We turned around. After fifty steps or so, Lin Ming again switched on his flashlight and this time found the number he was looking for. He lighted our way into a doorway. The door was ajar. No elevators were in operation, of course, so we used the fire stairs. Through the darkness Lin Ming moved upward almost as fast as Burbank. On the fifth landing he switched on the flashlight again, located the door, and shone us through it. This on-and-off business with the flashlight destroyed my night vision, so I practically had to hold on to Lin’s belt to find my way down the corridor.
At last we came to a door that showed a thread of yellowish light around its edges. Lin Ming pushed it open—it was unlocked—and stood back to let me go first. An inner door stood open, and through it I could see candles burning—many candles. Lin Ming was behind me, almost pressed against me, like one of the acrobats.
I walked through the door, and there in a puddle of buttery candlelight sat Chen Qi with a glass in his hand. I smelled scotch. I was not surprised. Of course it was Chen Qi, the most unlikely man in the world to be here all by himself. Who else would it be? He stood up, he smiled, he extended a hand and shook mine firmly. He spoke my name.
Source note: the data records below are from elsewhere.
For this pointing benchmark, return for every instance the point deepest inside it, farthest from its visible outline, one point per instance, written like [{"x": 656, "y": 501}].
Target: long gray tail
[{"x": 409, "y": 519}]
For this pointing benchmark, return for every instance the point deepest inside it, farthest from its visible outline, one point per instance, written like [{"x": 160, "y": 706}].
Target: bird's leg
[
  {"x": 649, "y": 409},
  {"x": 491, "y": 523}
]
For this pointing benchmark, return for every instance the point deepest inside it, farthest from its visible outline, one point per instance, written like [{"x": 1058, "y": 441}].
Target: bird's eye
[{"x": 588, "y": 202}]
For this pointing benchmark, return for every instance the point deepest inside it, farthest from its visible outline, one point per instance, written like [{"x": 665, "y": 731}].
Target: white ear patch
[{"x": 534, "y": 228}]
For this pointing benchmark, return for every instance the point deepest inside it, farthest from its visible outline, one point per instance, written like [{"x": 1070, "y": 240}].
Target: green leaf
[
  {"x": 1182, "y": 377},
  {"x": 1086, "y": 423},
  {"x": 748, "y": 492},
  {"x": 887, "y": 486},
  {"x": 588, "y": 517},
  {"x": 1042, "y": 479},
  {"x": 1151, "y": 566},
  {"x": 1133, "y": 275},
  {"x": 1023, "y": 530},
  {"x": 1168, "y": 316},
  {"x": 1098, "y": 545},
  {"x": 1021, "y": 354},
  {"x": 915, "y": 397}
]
I looked around to see if anybody else was lurking in the shadows, if there were other doors, other ways out. The answer to all these questions was no.
I said, “Good evening, CEO Chen. What a pleasure.”
“I agree,” Chen Qi said. “Sit down, please. We have things to talk about.”
As of old, I did as I was told. Chen Qi did not quite snap his fingers at Lin Ming. But without turning his head he said, “Single malt.” To me he said, as if he had some reason to be nice to me, “I think you’ll like this whisky. Eighteen years old. Very smoky.” Lin Ming, obsequious as a waiter, brought my whisky—two ounces, one ice cube.
Chen Qi was in affable mode, as on the night we dined together in Shanghai and he offered me a job. He hoped that I had been well. He brought me greetings from my former colleagues in the tower. My good work, my American humor were missed.
He said, “I hope you’re enjoying your new posting.”
“It has its moments.”
“It must be stimulating, working so closely with your new chief. So famous for being infamous,” Chen Qi said. “You have a way of finding your way to the top. I think you will have a very interesting life. I have always thought so.”
“Not nearly so interesting as your own life,” I said.
“You shouldn’t be so sure about that. You should be on the lookout. Opportunities hide, then leap at a man,” Chen Qi said. “I’m sure you remember the young woman you knew in Shanghai.”
“Zhang Jia?”
“Zhang Jia has married and is pregnant. A boy, according to the sonogram, so she’s a fortunate person.”
“I’m glad for her,” I said. I was.
“I wasn’t asking about Zhang Jia,” Chen said. “I meant the earlier one, the first woman you had. What did you call her?”
“Mei.”
“Yes, Mei. Now I remember.”
“She’s well and happy, I hope.”
“As far as I know she’s well,” Chen said. “But happy? Probably not.”
“I’m sorry to hear that,” I said. I took hold of myself and said, calmly I thought, “What’s the problem?”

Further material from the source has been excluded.